Why matter falls down
Anyway, once you understand why light curves, it’s easy to understand why matter falls down. All you need to know about is the wave nature of matter, as demonstrated by the Davisson-Germer experiment. And about the Einstein-de Haas effect which “demonstrates that spin angular momentum is indeed of the same nature as the angular momentum of rotating bodies as conceived in classical mechanics”. And about pair production, wherein we can make an electron and a positron out of light. Then like Feynman said, if you look at the energy flow, you find that it “just circulates around and around”. So just think of an electron as light going around and around.
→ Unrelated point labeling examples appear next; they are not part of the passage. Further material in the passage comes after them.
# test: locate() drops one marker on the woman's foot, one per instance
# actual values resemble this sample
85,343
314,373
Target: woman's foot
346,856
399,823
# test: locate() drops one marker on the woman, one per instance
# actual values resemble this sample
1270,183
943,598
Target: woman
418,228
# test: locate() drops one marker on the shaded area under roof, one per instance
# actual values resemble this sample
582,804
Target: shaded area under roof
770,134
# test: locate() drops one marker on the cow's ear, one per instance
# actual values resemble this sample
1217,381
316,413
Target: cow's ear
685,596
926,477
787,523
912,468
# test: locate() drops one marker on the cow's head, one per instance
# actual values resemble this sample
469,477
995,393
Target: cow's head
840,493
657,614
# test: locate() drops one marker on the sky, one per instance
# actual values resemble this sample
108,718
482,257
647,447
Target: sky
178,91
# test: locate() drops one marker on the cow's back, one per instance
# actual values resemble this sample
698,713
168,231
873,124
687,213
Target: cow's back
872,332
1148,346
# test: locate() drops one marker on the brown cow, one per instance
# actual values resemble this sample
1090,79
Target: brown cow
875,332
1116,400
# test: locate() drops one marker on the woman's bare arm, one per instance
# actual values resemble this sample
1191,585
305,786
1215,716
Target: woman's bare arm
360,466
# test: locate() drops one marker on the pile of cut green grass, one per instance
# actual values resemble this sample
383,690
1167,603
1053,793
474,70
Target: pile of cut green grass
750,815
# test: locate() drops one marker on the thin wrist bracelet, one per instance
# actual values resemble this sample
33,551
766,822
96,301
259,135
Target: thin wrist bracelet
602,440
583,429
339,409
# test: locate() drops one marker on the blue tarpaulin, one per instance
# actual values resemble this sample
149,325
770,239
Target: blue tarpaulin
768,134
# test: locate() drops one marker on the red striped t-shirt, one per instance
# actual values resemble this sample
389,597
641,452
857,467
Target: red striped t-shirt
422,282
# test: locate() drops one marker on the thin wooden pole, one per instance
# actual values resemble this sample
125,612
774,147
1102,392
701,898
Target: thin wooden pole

Then simplify it to light going around a square path. Like this:
Now imagine it’s in a gravitational field. The vertical parts of the path stay vertical, but the horizontal parts bend down a little. So the electron falls down:
In essence the reducing speed of light is transformed into the downward motion of the electron. Internal kinetic energy is converted into external kinetic energy. But only the horizontal component bends down, so the Newtonian deflection of matter is only half the deflection of light. Since you can diffract protons and neutrons and other things too, the same principle applies to matter in general. To things like your pencil. Like Newton said in his 1692 letter to Richard Bentley, there is no magical mysterious action at a distance. There are no gravitons flying back and forth either. That might come as an unpleasant surprise to some. It isn’t the only one.